With all of his talents, Jefferson also had a paradoxical side, as showcased superbly in Joseph Ellis’ masterwork, American Sphinx: The Character of Thomas Jefferson. Jefferson had an uncanny ability to hold two almost diametrically opposed notions in mind simultaneously without the sort of cognitive dissonance this would provoke for most people. The dark side of this contradiction is tragically underscored as he famously decried the great evil of chattel slavery yet throughout his lifetime owned some two hundred human beings and likely fathered a half-dozen children by one of them. Despite his obvious admiration for his subject, McLaughlin hardly gives Jefferson a pass in this regard, devoting an exceptional chapter entitled “To Possess Living Souls,” to this great incongruity. As McLaughlin and the tour guides these days at Monticello make incontrovertibly clear, it was primarily the labor of African-American slaves that built Monticello, and their master was the great statesman who wrote that “All men are created equal.” The author makes clear that while Jefferson was not a cruel master, and that he seemed to genuinely care for the welfare of his “property,” human slavery in itself is a cruelty. Moreover, slaves were whipped at Monticello, as on other plantations, and those who did not fall into line were sold away from their families to distant lands. Although this book was published in 1988, before DNA evidence seems to have settled the argument about rumors of the long liaison between Jefferson and Sally Hemings, McLaughlin implies that he takes this for fact and repeatedly points to the special treatment members of the Hemings family received at Monticello. On her deathbed, Jefferson promised his wife Martha (“Patty”) that he would never again wed, but this pledge did not stop him apparently from begetting some six children with (ironically!) Martha’s much younger mulatto half-sister, Sally.
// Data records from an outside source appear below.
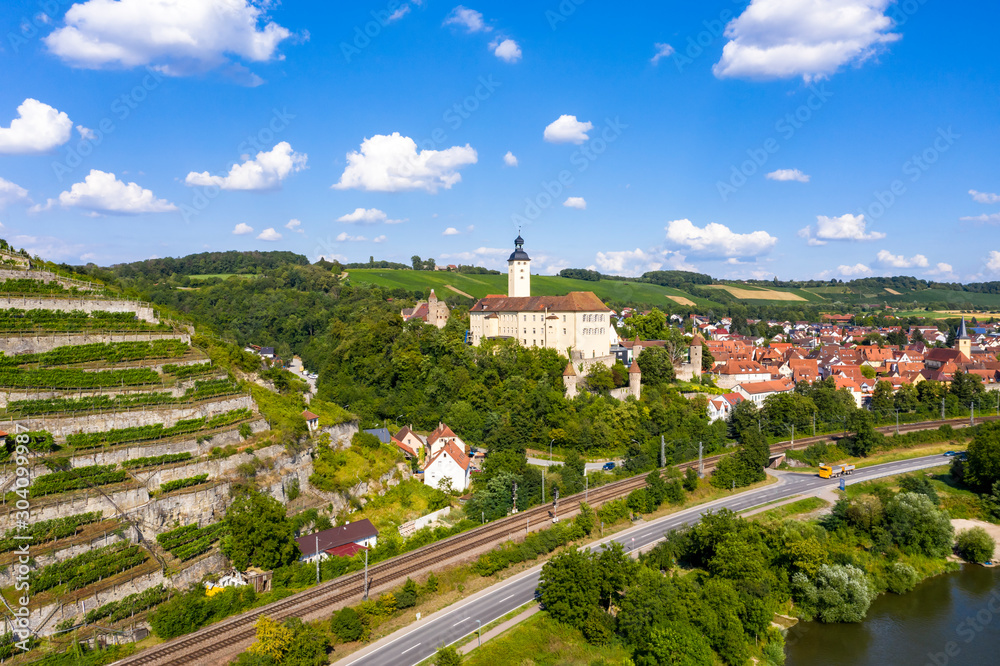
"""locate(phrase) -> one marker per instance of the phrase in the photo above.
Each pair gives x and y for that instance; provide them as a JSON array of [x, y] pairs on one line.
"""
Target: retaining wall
[[142, 310], [36, 344]]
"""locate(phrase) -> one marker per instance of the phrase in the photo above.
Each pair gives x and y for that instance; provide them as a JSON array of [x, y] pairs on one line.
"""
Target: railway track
[[216, 643]]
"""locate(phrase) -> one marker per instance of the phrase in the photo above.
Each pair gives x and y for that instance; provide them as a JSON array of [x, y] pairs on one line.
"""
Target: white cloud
[[265, 172], [717, 240], [393, 164], [38, 128], [854, 271], [363, 216], [788, 174], [101, 192], [12, 193], [567, 129], [984, 197], [176, 37], [808, 38], [398, 14], [846, 227], [890, 260], [992, 218], [467, 18], [507, 50], [662, 51]]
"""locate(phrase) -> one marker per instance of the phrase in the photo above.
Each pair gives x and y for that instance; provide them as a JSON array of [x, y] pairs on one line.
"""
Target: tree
[[915, 523], [982, 469], [273, 639], [690, 479], [865, 438], [975, 545], [568, 587], [838, 593], [258, 532], [346, 625], [656, 365], [674, 644]]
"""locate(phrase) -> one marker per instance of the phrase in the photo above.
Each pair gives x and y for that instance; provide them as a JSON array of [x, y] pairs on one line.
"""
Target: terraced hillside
[[128, 434]]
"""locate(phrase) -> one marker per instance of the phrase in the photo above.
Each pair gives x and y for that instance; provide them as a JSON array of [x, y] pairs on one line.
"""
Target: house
[[431, 311], [441, 437], [409, 442], [579, 320], [757, 392], [340, 541], [721, 406], [448, 467], [312, 420]]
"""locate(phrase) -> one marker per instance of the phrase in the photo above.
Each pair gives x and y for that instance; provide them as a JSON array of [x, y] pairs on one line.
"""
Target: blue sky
[[797, 138]]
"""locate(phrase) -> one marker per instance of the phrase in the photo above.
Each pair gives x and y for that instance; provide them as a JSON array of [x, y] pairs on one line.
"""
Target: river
[[948, 620]]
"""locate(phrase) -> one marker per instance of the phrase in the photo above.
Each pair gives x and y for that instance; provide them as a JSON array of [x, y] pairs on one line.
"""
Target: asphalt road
[[415, 643]]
For all of his accomplishments, this paradox of Jefferson as slave-owner will forever leave an indelible stain on the great man’s reputation.
Jefferson and Monticello, which was nominated for both the Pulitzer Prize and the National Book Award, is one of the finest books I have read in some time on a variety of levels. Sadly, Jack McLaughlin died very recently (in November 2015, at eighty-nine years old) so I could not share my praise of this wonderful volume with him. Still, his work lives on. I highly recommend this book to all who seek a greater understanding of Jefferson, of American history, and of architecture. And be sure to visit Monticello, because in that ancient homestead a part of Thomas Jefferson still thrives.